The survey data provides three specific comparisons readers can use to gauge recent movement: the week-to-week change for the 30-year mortgage (from 6.01% to 5.98%), the year-over-year comparison for the 30-year mortgage (6.76% a year ago), and the week-to-week and year-over-year figures for the 15-year mortgage (5.35% last week and 5.94% a year ago, respectively). Together these figures indicate modest week-to-week variability and a moderate decline versus the prior year in the 30-year average.
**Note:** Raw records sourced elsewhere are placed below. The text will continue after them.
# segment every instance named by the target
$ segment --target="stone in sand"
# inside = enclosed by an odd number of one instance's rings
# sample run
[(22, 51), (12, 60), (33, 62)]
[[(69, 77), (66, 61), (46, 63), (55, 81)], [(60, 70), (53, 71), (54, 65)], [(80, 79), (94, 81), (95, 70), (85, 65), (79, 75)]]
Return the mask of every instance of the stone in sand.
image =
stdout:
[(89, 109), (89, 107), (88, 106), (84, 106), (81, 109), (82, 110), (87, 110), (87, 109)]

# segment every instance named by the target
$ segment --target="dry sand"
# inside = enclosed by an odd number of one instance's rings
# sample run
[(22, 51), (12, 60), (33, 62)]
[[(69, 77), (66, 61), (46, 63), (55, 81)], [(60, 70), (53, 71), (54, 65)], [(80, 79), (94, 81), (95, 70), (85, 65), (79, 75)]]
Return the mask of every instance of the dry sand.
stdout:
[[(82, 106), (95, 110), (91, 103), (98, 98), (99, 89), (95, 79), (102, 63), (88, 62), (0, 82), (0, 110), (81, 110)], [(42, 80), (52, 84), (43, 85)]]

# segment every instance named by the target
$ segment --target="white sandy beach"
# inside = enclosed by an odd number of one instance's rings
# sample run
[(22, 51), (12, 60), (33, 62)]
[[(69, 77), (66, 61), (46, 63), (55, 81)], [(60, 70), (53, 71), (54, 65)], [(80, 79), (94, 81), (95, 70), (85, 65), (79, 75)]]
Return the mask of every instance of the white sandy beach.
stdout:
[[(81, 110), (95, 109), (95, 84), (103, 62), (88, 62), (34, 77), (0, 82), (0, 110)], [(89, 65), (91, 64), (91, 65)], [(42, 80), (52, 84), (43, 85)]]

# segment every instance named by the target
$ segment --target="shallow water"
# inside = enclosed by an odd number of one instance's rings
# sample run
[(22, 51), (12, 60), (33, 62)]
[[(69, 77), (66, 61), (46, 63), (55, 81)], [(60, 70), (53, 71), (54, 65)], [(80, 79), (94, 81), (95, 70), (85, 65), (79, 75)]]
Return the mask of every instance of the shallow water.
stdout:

Market participants and prospective buyers can interpret these numbers in several ways, but the survey itself is limited to reporting the prevailing averages and related commentary on inventory. The results do not provide a forecast of future rate moves or a breakdown of regional variances in mortgage pricing. They do, however, offer a current benchmark for borrowers and industry observers preparing for the spring buying season.
Key takeaways are the return of the 30-year mortgage to the 5% range, the slight uptick in the 15-year rate week-to-week, and Freddie Mac’s assessment that improved housing availability could boost buyer activity.